Rachel had signed up for a new tradition of one hundred sun salutations to conclude the new year. On the fifteenth downward dog, she farted so loud the sound echoed around the yoga studio. She imagined the face of the cute guy behind her formed into a grimace.

She tried not to let the gastric explosion phase her and pretended to move resolutely from the downward dog into the right foot lunge. Her face, the calm of the mountain. Her spirit, the wind above the sea. She was everything her girlfriends thought of her since Caleb boarded a plane to Japan. The soft music in the yoga studio may have been what he heard as he strode through a Tokyo terminal for a new life of teaching overseas.

He told her that he had to leave her to find peace. Rachel told herself she was coming to peace here where yoga bent compassion into the muscle straining exaltation of meditative breathing. It seemed everyone else was at peace on front fold number twenty while sweat plopped off the top of her brow. None of the other streamlined beauties surrounding her were plopping imperfect strenuous discharge onto their brand-new yoga mats their loving, home-staying husbands had bought them. Rachel transitioned into the praying hands at the chest for the twenty-first time and realized that barely a quarter of the way through, one hundred sun salutations by midnight was very, very far away.

In the hum of inhales and exhales, she didn’t want to move. She didn’t want to stand up for the sixty-fourth time and raise her hands above her head in this nexus of spiritual peace. She didn’t want to find that airline ticket from LAX to Tokyo accidently when she was looking for her car keys. Her legs quivered and she thought she would fall and maybe never get back up. Rachel’s knees buckled did fall flat on her second-time yoga pants.

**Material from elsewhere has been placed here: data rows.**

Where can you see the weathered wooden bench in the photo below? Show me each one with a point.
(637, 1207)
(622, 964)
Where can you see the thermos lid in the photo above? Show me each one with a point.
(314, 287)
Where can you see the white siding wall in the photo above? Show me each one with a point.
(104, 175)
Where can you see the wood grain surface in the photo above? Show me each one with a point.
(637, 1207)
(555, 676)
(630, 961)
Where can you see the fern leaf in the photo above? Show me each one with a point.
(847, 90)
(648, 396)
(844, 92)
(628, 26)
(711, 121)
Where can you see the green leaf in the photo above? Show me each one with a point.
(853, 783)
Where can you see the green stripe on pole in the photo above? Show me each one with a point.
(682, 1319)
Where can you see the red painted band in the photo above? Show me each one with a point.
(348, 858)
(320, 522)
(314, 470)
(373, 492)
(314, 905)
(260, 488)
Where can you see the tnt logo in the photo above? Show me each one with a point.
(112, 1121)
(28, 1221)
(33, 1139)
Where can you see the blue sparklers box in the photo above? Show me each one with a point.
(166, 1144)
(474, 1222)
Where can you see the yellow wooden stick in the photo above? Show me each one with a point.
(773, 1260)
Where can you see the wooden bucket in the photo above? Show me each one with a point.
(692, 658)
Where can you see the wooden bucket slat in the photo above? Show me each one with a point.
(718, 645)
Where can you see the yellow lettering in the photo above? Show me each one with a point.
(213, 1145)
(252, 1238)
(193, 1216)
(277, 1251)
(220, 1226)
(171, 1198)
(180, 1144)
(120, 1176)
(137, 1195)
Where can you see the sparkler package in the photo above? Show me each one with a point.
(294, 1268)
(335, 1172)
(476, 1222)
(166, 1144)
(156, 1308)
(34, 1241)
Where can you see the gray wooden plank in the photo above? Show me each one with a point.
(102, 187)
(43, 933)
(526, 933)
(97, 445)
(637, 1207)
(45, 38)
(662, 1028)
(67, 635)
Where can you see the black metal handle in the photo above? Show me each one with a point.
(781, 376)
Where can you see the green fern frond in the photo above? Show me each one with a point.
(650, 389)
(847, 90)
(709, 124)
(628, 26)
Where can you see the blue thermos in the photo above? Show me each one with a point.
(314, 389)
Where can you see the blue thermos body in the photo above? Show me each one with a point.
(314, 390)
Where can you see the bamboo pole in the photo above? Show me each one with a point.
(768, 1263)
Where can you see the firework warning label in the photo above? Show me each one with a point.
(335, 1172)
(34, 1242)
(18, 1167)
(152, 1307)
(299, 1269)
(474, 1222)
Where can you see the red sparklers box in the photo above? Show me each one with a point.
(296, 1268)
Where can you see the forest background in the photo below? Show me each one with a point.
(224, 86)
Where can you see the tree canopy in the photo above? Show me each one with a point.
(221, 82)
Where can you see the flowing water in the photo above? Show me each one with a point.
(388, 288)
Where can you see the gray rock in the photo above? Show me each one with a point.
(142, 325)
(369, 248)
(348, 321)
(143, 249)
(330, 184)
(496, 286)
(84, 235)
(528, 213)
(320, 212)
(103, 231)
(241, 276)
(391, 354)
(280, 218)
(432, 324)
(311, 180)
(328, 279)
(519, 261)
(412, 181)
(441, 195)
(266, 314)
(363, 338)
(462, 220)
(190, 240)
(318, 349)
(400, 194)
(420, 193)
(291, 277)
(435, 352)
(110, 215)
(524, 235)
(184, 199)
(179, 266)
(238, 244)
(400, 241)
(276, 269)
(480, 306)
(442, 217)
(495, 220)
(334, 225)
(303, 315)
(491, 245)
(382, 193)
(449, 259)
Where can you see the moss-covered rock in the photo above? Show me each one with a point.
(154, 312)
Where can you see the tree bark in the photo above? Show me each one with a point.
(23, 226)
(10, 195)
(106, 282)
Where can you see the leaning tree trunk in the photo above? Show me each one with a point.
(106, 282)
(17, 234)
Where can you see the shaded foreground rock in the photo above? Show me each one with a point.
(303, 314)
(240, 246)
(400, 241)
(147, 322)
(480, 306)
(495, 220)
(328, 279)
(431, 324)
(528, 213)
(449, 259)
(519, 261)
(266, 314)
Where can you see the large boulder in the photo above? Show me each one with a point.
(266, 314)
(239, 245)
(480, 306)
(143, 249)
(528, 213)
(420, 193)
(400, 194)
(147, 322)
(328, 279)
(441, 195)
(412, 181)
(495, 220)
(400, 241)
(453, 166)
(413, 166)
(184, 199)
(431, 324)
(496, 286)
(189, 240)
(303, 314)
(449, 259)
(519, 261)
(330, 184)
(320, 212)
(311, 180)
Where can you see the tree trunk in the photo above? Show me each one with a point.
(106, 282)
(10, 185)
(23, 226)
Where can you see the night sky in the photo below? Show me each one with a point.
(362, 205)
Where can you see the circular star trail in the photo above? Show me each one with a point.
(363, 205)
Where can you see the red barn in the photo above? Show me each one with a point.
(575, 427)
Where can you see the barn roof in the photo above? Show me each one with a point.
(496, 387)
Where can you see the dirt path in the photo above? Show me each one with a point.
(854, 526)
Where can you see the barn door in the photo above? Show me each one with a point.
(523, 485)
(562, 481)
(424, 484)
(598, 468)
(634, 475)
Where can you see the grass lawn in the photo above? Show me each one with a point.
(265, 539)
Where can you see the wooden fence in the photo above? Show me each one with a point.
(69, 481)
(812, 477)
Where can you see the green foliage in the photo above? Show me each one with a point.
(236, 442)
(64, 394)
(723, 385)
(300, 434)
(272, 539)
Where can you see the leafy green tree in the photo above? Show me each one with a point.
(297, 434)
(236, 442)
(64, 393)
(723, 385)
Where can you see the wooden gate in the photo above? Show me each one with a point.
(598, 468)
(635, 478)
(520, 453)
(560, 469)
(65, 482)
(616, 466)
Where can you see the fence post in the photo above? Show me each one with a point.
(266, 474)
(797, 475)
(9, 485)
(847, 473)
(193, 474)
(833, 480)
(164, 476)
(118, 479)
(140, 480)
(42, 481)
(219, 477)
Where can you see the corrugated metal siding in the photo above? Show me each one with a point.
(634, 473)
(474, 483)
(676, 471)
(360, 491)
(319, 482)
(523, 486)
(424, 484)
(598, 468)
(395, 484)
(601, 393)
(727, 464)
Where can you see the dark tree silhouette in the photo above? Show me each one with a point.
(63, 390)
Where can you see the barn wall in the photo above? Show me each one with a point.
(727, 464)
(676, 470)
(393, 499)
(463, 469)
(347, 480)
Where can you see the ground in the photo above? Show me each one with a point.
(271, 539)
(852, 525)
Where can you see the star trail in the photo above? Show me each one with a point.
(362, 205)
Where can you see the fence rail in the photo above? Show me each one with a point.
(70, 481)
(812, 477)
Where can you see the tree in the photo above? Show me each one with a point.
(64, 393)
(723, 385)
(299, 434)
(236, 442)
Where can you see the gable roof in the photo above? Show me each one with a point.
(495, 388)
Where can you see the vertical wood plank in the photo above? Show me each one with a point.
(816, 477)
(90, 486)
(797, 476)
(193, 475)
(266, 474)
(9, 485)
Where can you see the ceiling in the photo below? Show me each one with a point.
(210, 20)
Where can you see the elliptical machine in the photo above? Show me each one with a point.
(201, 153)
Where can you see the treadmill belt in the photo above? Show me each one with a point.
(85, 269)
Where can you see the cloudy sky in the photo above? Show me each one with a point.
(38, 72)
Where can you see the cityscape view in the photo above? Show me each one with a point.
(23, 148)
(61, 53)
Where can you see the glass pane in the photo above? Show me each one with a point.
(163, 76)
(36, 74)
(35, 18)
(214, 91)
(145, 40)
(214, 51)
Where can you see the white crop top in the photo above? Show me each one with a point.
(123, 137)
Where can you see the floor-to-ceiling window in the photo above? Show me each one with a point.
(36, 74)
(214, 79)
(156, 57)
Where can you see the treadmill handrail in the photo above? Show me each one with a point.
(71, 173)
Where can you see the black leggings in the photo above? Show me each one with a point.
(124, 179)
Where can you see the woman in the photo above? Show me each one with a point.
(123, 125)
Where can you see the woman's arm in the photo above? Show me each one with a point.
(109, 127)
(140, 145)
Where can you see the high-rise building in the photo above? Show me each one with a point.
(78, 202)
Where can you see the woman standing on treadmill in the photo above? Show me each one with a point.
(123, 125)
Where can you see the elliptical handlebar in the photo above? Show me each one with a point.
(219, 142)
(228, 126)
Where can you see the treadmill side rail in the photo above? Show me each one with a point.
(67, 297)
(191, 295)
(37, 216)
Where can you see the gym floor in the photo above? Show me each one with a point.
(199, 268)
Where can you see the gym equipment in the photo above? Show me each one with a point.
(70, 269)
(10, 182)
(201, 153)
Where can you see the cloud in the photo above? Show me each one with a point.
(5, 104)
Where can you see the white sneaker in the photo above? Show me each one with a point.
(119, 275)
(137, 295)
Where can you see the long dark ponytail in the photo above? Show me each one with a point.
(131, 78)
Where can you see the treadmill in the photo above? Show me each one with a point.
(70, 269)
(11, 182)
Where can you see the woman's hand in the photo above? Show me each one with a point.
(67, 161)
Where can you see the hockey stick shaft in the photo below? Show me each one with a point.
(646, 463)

Not many seemed to notice. Were they that lost in their own existential nirvana that they couldn’t see why Caleb had abruptly left her after four years? Because she couldn’t be perfect? This time last year, he held her hand in their annual tradition of strolling along river. Caleb kissed her without caring if it was midnight of New Year’s Eve or not.

Rachel glanced at the new Fitbit she bought and rolled up her yoga mat as if she remembered she suddenly had somewhere to be. She made a beeline for the door before the instructor could reach her. She called herself stupid for trying to make a new tradition in the absence of the only love she thought she’d ever find. The tears burst before she even made it to the car. Everything had fallen apart on such a terrible year. That could only mean the next year, and all following years would just be piles of waste. They would just pile up until they mimicked the thirty-five years of waste she thought she was now. Rachel collapsed onto the car roof and sobbed. Rachel’s girlfriends never saw how Caleb had broken her in half, how the mountains had crumbled and seas dried up.

Rachel felt a tap on her shoulder, and she whirled around. The entire yoga studio stood with her in the parking lot. They would all miss one hundred salutations by midnight, Rachel tried to explain through her tears. The instructor took her into a hug. It wasn’t right then, that Rachel healed deep down. But it was the beginning of a different woman amongst imperfect people.